One of the most important aspects of managing computers with Centrify software is the ability to organize computers, users, groups, and other information about your organization into Centrify zones. A Centrify zone is a logical object that you create to organize computers, rights, roles, security policies, and other information into logical groups. These logical groups can be based on any organizing principle you find useful. For example, you can use zones to describe natural administrative boundaries within your organization, such as different lines of business, functional departments, or geographic locations. You can also use zones to isolate computers that share a common attribute, such the same operating system.
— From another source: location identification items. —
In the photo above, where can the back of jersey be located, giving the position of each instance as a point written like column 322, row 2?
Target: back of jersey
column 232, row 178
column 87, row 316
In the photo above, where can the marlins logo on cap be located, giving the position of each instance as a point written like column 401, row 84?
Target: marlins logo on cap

Zones provide the first level of refinement for access control, privilege management, and the delegation of administrative authority. For example, you can use zones to create logical groups of computers to achieve the following goals:
- Control who can log on to specific computers.
- Grant elevated rights or restrict what users can do on specific computers.
- Manage role definitions, including availability and auditing rules, and role assignments on specific computers.
- Delegate administrative tasks to implement “separation of duties” management policies.
You can also create zones in a hierarchical structure of parent and child zones to enable the inheritance of profile attributes, rights, roles, and role assignments from one zone to another or to restrict local or remote access to specific computers for specific users or groups.
Because zones enable you to grant specific rights to users in specific roles on specific computers, you can use zones as the first level of refinement for controlling who has access to which computers, where administrative privileges are granted, and when administrative privileges can be used.
You can also use zones to establish an appropriate separation of duties by delegating specific administrative tasks to specific users or groups on a zone-by-zone basis. With zones, administrators can be given the authority to manage a given set of computers and users without granting them permission to perform actions on computers in other zones or giving them access to other Active Directory objects.